The business world’s collective action problem
It’s easy to say in the abstract that companies shouldn’t pay ransoms, but for any individual organization, it’s a very hard choice. Often, it’s much cheaper to pay off a hacker than it is to recreate your company’s IT infrastructure from scratch. The city of Baltimore refused a $76,000 ransom payment in May 2019, and then paid $18 million to rebuild its IT network. The city of Atlanta refused a $51,000 ransom in march 2018 and went on to pay $17 million to rebuild its infrastructure.
“You’re the CEO of a company, and your choice is to pay or go out of business,” said Jim Lewis, senior vice president of the Center for Strategic and International Studies, a US national security think tank. “Which are you going to pick?”
That dilemma sets up a collective action problem: One business may refuse to pay a ransom for the sake of starving cybercriminals of cash—but its sacrifice won’t have any impact unless the rest of the business world follows suit. And that’s a dubious prospect. According to the Proofpoint survey, just over half of companies targeted by a ransomware attack give in and pay the hackers.
Callow believes the only way out of this impasse is for governments to step in and make ransom payments illegal, even if that would create worse financial outcomes for some companies that have been targeted. “Companies would undoubtedly feel the pain as a result,” he said. “Some may even be forced to close. But attacks have forced some companies to close anyway and, really, what choice do we have here?”
In the private sector, at least one major insurance company has already declared it will no longer cover digital ransom payments for its clients. AXA, one of Europe’s biggest insurers, swore off the practice at the behest of the French government.
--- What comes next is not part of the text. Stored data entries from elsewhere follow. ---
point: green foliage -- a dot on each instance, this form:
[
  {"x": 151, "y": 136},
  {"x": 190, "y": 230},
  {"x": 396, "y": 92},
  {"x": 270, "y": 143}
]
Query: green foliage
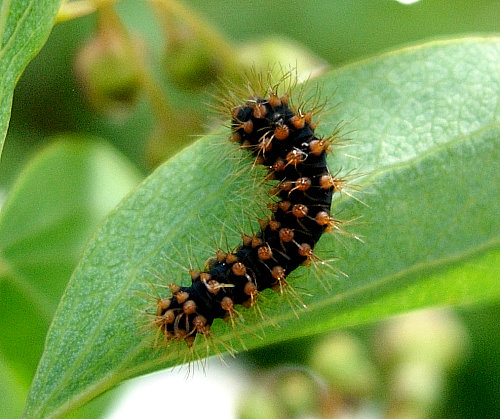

But Lewis says it doesn’t make sense to tell businesses not to make ransom payments if it’s in their economic interest to do so. The root of the problem isn’t that companies are paying ransoms, he said. It’s the fact that businesses don’t have adequate cyber defenses, and that the international community hasn’t adequately confronted Russia and other countries that harbor hacking groups to force them to crack down on cybercriminals.
“Until we get this under control, and that means figuring out a way to deal with the Russians, and figuring out a way to make sure critical infrastructure like hospitals do the right things to make themselves harder targets for ransomware,” Lewis said, it doesn’t make sense to stop companies from paying ransoms.
“People need to think of this as a business, and for the victims it’s a business decision,” said Lewis. “Right now there are so many vulnerabilities and so many inadequately defended networks that not paying isn’t going to mean less ransomware attacks. It’s just going to mean you go out of business… or have revenue loss for some period of time.”